Amnesty condemns raid on gypsy camp

by Caroline Prosser (staff) | Saturday, November 14th, 2009

Gypsies at Rome's Casilino 900 camp. (Mihai Romanciuc/Flickr, CC Lic.)

Gypsies at Rome's Casilino 900 camp. (Mihai Romanciuc/Flickr, CC Lic.)

Human rights organisation Amnesty International has condemned the forced eviction of a community of some 400 Roma people from a former factory in Rome’s Tiburtina district.

The former Heineken factory on Via Gordiani was home to the community, which included 80 children who frequented local schools. According to media and local NGOs, around 150 police officers evicted the families from the camp, in the east of the city, on Wednesday morning. All the community’s shelters were destroyed and around 20 Roma men were arrested. It is not known what charges they face.

The municipality offered short-term shelter to some of the Roma women and small children, in the city’s dormitories for homeless people. According to the latest media reports, these families are face another forced eviction and if evicted, they potentially face harsh conditions at another makeshift camp.
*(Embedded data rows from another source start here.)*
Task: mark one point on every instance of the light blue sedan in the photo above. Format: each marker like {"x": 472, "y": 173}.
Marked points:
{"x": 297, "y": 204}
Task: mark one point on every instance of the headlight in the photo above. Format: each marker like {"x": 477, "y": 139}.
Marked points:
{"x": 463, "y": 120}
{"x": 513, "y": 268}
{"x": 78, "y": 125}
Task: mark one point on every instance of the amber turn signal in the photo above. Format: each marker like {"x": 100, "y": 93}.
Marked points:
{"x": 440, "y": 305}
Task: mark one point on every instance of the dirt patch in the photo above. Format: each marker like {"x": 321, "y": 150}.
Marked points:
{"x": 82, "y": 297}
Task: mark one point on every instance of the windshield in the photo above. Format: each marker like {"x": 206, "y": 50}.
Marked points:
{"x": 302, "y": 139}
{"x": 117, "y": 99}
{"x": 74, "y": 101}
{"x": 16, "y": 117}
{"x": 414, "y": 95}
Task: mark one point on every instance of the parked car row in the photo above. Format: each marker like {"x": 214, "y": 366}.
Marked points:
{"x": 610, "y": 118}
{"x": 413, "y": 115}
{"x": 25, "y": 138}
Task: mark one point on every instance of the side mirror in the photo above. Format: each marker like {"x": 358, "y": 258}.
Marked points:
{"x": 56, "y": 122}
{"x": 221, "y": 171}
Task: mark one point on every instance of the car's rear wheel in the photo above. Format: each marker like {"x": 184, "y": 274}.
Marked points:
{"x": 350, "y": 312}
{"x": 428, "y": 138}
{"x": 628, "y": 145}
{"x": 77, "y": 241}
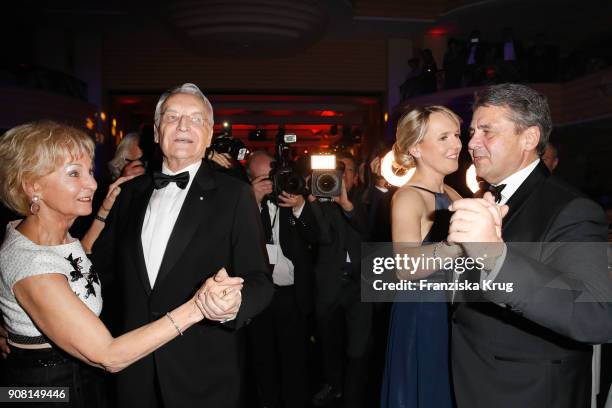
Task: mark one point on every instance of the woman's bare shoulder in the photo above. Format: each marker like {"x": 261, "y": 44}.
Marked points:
{"x": 408, "y": 196}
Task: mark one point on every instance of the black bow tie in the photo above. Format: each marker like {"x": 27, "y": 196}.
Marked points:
{"x": 495, "y": 190}
{"x": 161, "y": 180}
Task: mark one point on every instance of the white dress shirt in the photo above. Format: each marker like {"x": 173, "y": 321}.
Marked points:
{"x": 514, "y": 181}
{"x": 283, "y": 272}
{"x": 162, "y": 211}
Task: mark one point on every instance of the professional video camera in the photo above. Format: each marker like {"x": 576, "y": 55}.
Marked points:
{"x": 326, "y": 180}
{"x": 225, "y": 143}
{"x": 283, "y": 174}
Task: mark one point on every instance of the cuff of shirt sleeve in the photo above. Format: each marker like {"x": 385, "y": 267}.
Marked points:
{"x": 492, "y": 275}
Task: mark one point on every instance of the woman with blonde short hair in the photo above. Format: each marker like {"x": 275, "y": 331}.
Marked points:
{"x": 417, "y": 370}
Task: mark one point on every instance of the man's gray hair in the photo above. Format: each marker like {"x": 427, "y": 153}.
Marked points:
{"x": 187, "y": 88}
{"x": 527, "y": 108}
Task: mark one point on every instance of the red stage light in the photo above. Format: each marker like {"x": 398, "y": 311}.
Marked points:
{"x": 437, "y": 31}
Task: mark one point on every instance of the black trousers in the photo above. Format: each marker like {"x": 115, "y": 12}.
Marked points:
{"x": 344, "y": 330}
{"x": 54, "y": 368}
{"x": 278, "y": 340}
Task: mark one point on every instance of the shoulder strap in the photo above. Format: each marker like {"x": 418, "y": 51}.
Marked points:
{"x": 424, "y": 189}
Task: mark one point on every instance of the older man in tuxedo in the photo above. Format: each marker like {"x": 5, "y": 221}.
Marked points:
{"x": 528, "y": 347}
{"x": 166, "y": 234}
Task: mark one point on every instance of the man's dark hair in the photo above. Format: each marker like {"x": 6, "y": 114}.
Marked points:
{"x": 527, "y": 108}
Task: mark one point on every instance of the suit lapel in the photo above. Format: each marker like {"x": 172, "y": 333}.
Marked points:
{"x": 139, "y": 209}
{"x": 520, "y": 197}
{"x": 195, "y": 209}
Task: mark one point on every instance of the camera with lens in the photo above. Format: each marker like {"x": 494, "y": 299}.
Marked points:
{"x": 284, "y": 175}
{"x": 326, "y": 180}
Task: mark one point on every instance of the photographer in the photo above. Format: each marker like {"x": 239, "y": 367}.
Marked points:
{"x": 224, "y": 155}
{"x": 344, "y": 225}
{"x": 278, "y": 336}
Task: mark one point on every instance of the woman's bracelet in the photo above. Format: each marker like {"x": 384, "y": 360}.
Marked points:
{"x": 174, "y": 323}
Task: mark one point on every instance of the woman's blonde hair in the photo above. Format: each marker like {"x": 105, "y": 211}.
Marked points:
{"x": 411, "y": 129}
{"x": 31, "y": 151}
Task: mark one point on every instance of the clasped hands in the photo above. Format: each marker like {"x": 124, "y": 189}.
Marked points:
{"x": 220, "y": 297}
{"x": 476, "y": 226}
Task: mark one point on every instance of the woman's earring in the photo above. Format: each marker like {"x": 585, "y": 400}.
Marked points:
{"x": 34, "y": 204}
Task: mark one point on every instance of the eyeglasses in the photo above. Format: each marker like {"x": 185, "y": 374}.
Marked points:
{"x": 195, "y": 119}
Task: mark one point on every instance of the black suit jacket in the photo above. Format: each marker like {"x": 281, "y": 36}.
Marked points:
{"x": 532, "y": 352}
{"x": 339, "y": 232}
{"x": 218, "y": 226}
{"x": 297, "y": 235}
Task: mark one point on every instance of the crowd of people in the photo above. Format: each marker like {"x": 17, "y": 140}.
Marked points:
{"x": 479, "y": 61}
{"x": 220, "y": 290}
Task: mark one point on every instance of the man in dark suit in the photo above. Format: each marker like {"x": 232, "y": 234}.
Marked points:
{"x": 343, "y": 227}
{"x": 279, "y": 335}
{"x": 165, "y": 235}
{"x": 528, "y": 347}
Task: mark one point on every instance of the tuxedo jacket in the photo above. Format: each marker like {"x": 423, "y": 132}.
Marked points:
{"x": 529, "y": 347}
{"x": 297, "y": 236}
{"x": 339, "y": 233}
{"x": 218, "y": 226}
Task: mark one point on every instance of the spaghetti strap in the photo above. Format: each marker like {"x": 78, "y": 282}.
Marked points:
{"x": 424, "y": 189}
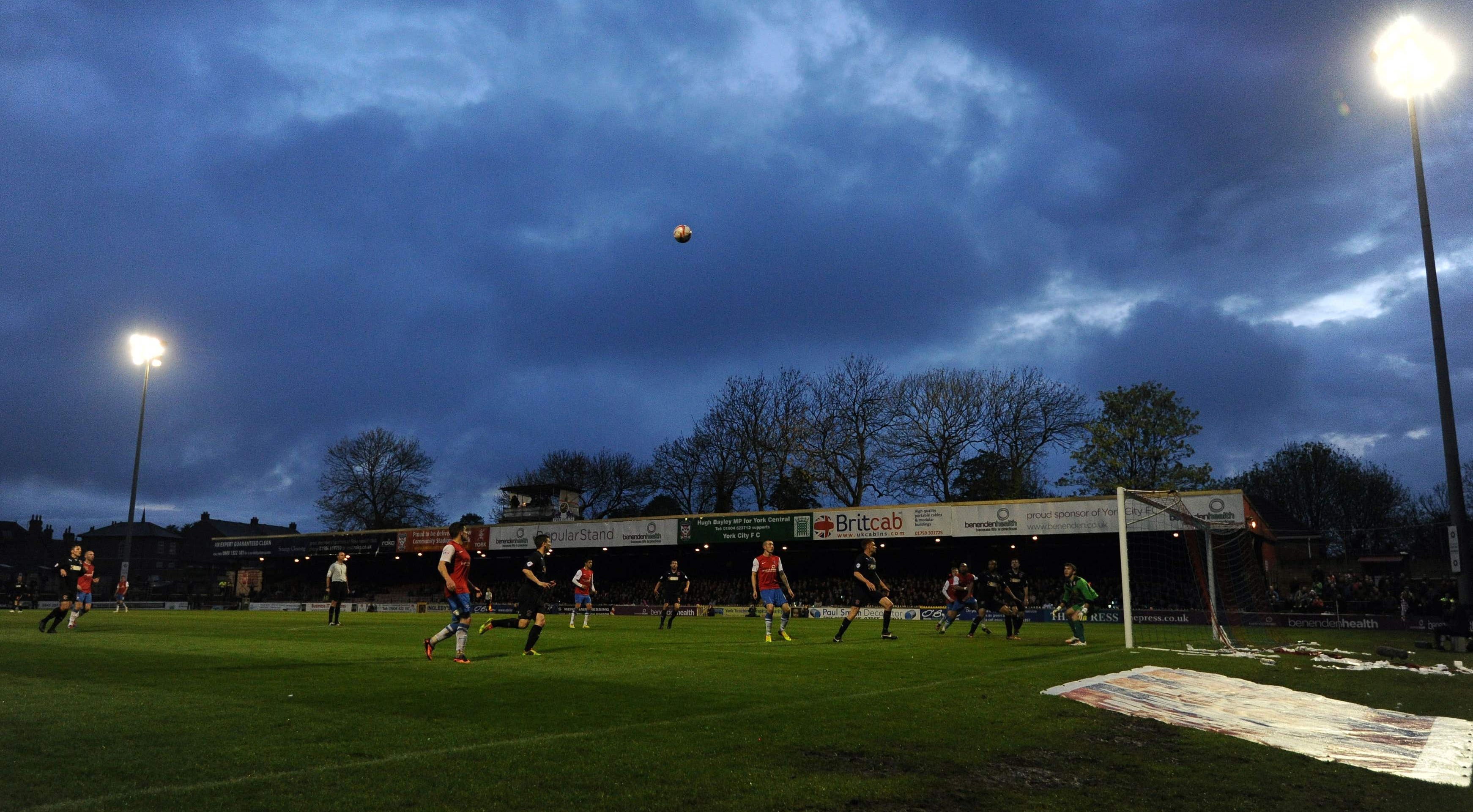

Crucially, local NGOs say that the community was not notified or consulted about the eviction. Under domestic law, the authorities should notify each individual living in the camp or publish an order or notice. Since no order was formalised, the community could not  have challenged it through the courts, or have stopped or postponed the eviction.

The community have experience at least one previous eviction which involved the destruction of shelters, clothes, mattresses, medicines and documents. Evictions are believed to have been carried out without procedural safeguards required under regional and international human rights standards.

Rome’s authorities have been urged by Amnesty to ensure that all evicted families provided with adequate alternative accommodation and compensation for possessions they lost.The organization also reminded the authorities that forced evictions without legal protections are prohibited under international law.